One of the most important abstractions to handle virtual networking in OpenStack clouds are definitely ports. A port is basically a connection point for attaching a single device, such as the NIC of a server to a network, a subnet to a router, etc.  They represent entry and exit points for data traffic playing a critical role in OpenStack networking.

Given the importance of ports, it’s clear that any operation on them should perform well, specially at scale and we should be able to catch any regressions ASAP before they land on production environments. Such tests should be done in a periodic fashion and should require doing them on a consistent hardware with enough resources.

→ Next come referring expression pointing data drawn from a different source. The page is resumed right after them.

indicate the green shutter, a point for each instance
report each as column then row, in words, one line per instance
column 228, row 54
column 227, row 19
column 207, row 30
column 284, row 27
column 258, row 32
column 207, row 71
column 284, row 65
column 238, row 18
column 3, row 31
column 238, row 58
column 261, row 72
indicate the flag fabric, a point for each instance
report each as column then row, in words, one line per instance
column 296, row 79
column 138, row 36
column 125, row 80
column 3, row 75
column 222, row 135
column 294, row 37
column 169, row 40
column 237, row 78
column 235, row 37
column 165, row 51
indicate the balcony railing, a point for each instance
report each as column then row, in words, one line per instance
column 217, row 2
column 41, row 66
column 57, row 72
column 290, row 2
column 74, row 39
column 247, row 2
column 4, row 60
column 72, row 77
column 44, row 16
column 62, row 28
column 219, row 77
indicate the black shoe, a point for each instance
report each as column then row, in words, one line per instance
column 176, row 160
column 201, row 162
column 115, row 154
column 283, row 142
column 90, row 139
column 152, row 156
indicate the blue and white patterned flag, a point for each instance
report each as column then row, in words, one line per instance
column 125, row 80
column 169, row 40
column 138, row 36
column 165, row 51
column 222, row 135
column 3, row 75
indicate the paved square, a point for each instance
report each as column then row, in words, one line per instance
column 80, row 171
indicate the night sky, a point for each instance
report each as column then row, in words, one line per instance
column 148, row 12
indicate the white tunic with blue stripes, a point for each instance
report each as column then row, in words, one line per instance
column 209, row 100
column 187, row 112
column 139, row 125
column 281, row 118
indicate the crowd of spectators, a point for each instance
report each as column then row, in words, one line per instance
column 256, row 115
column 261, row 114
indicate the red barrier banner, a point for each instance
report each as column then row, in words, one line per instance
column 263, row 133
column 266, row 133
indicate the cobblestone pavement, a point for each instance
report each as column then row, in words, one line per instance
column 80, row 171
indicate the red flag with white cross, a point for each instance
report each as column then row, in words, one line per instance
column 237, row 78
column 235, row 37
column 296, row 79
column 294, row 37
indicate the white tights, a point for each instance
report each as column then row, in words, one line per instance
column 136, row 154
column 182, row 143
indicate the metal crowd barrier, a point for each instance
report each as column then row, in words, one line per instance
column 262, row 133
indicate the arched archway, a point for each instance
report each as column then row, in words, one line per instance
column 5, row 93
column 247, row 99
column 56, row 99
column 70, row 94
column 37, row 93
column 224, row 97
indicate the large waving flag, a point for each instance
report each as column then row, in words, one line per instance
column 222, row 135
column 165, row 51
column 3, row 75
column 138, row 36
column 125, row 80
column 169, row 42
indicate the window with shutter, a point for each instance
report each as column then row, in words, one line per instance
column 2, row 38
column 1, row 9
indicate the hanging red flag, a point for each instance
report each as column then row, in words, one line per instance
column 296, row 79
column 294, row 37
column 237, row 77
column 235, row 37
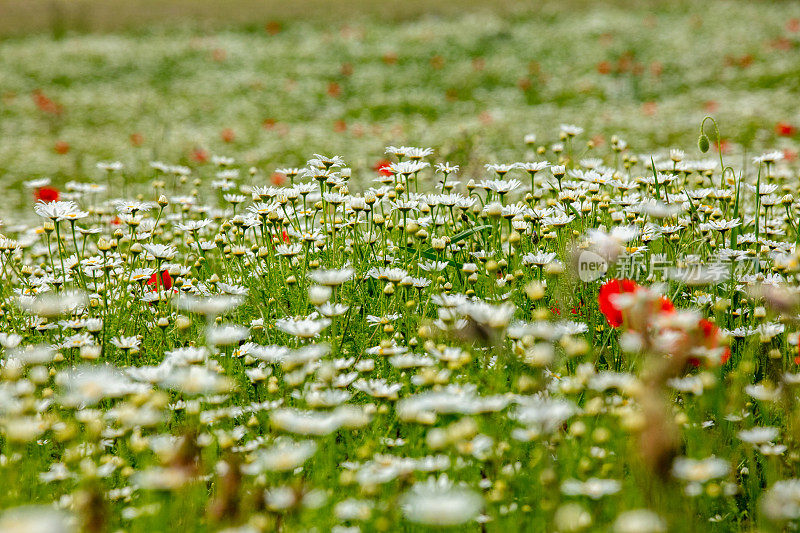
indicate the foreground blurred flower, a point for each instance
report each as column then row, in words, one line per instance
column 35, row 519
column 46, row 194
column 439, row 503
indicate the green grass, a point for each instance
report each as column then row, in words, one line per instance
column 165, row 85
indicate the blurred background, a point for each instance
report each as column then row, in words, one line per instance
column 270, row 83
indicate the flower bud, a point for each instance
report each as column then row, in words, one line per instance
column 703, row 143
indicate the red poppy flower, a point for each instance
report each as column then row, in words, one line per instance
column 47, row 194
column 710, row 335
column 382, row 167
column 61, row 147
column 228, row 135
column 166, row 281
column 784, row 129
column 334, row 89
column 611, row 288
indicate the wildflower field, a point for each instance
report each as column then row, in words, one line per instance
column 512, row 270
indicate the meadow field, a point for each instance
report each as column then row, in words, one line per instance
column 378, row 267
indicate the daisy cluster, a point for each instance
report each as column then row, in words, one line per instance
column 582, row 339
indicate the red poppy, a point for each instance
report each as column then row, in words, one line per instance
column 61, row 147
column 607, row 290
column 228, row 135
column 47, row 194
column 382, row 167
column 334, row 89
column 710, row 335
column 166, row 280
column 784, row 129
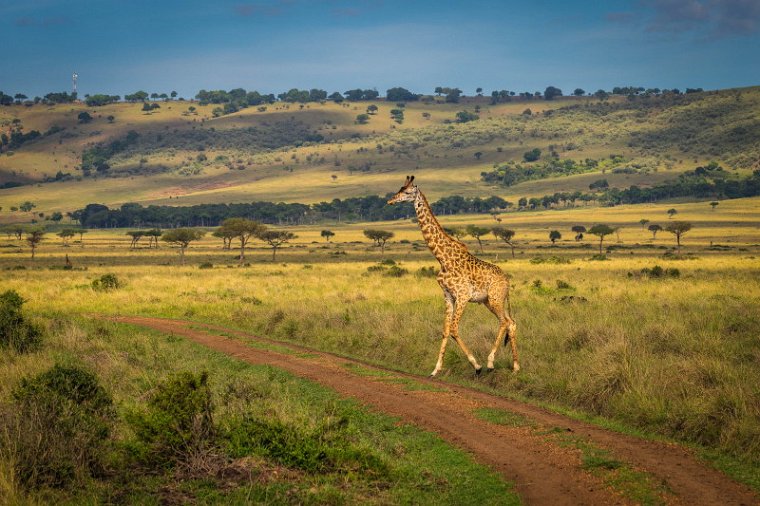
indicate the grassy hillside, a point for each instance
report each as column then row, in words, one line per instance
column 313, row 152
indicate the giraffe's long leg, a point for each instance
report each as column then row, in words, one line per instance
column 449, row 299
column 458, row 311
column 507, row 326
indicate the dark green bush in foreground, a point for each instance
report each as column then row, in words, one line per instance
column 16, row 332
column 57, row 427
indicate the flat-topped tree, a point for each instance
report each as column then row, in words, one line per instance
column 135, row 235
column 579, row 231
column 242, row 229
column 66, row 234
column 182, row 237
column 505, row 235
column 276, row 238
column 600, row 231
column 380, row 237
column 678, row 228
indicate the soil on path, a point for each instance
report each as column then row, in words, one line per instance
column 543, row 471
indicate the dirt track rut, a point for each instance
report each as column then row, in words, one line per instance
column 543, row 472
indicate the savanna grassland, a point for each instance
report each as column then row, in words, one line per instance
column 645, row 339
column 663, row 354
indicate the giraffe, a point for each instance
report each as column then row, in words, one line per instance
column 463, row 278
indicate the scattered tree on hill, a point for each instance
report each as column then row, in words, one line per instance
column 276, row 238
column 466, row 116
column 243, row 229
column 532, row 155
column 34, row 237
column 84, row 117
column 678, row 228
column 399, row 94
column 477, row 232
column 153, row 234
column 182, row 237
column 66, row 234
column 135, row 235
column 579, row 231
column 505, row 235
column 225, row 235
column 551, row 93
column 380, row 237
column 601, row 231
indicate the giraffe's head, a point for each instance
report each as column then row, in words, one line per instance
column 407, row 193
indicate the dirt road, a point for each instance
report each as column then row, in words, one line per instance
column 543, row 470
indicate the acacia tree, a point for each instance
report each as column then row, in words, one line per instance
column 678, row 228
column 380, row 237
column 153, row 234
column 477, row 232
column 66, row 234
column 505, row 235
column 276, row 238
column 34, row 237
column 182, row 237
column 601, row 231
column 243, row 229
column 135, row 235
column 225, row 235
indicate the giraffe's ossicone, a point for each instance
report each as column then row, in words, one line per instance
column 464, row 278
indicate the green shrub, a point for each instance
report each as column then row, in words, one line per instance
column 326, row 449
column 16, row 332
column 106, row 282
column 178, row 422
column 57, row 431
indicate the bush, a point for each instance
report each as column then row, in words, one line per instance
column 106, row 282
column 56, row 434
column 16, row 332
column 326, row 449
column 178, row 423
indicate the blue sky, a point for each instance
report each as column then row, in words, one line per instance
column 121, row 46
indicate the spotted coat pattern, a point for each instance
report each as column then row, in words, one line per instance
column 463, row 278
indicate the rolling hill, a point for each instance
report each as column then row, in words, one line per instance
column 180, row 154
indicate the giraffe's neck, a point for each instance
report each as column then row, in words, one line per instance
column 437, row 240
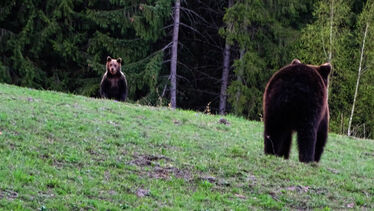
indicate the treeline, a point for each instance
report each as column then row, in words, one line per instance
column 226, row 50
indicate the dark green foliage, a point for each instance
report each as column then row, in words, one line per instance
column 265, row 31
column 62, row 45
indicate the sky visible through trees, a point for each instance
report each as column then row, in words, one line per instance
column 62, row 45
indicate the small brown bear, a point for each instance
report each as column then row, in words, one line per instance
column 295, row 100
column 114, row 84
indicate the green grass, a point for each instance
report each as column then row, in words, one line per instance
column 66, row 152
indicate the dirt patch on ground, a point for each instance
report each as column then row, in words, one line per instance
column 166, row 171
column 8, row 194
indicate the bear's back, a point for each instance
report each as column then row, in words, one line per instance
column 295, row 91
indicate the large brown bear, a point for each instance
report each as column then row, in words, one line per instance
column 295, row 100
column 114, row 84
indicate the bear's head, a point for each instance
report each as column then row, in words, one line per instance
column 323, row 70
column 113, row 66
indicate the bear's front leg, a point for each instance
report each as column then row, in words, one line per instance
column 306, row 140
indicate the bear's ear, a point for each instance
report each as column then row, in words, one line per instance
column 325, row 70
column 295, row 61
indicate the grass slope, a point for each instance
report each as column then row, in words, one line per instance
column 67, row 152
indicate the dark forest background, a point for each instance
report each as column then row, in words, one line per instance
column 62, row 45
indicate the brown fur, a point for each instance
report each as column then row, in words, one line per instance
column 295, row 99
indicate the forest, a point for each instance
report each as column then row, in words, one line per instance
column 213, row 56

In one of our first performance tests using OVN as a backend for OpenStack networking, we found out that port creation would be around 20-30% slower than using ML2/OVS. At this point, those are merely DB operations so there had to be something really odd going on.  First thing I did was to measure the time for a single port creation by creating 800 ports in an empty cloud. Each port would belong to a security group with allowed egress traffic and allowed ingress ICMP and SSH. These are the initial results:

As you can see, the time for creating a single port grows linearly with the number of ports in the cloud.  This is obviously a problem at scale that requires further investigation.

In order to understand how a port gets created in OVN, it’s recommended to take a look at the NorthBound database schema and to this interesting blogpost by my colleague Russel Bryant about how Neutron security groups are implemented in OVN. When a port is first created in OVN, the following DB operations will occur:

  1.  Logical_Switch_Port ‘insert’
  2.  Address_Set ‘modify’
  3.  ACL ‘insert’ x8 (one per ACL)
  4.  Logical_Switch_Port ‘modify’ (to add the new 8 ACLs)
  5.  Logical_Switch_Port ‘modify’ (‘up’ = False)

After a closer look to OVN NB database contents, with 800 ports created, there’ll be a total of 6400 ACLs (8 per port) which look all the same except for the inport/outport fields. A first optimization looks obvious: let’s try to get all those 800 ports into the same group and make the ACLs reference that group avoiding duplication. There’s some details and discussions in OpenvSwitch mailing list here. So far so good; we’ll be cutting down the number of ACLs to 8 in this case no matter how big the number of ports in the system increases. This would reduce the number of DB operations considerably and scale better.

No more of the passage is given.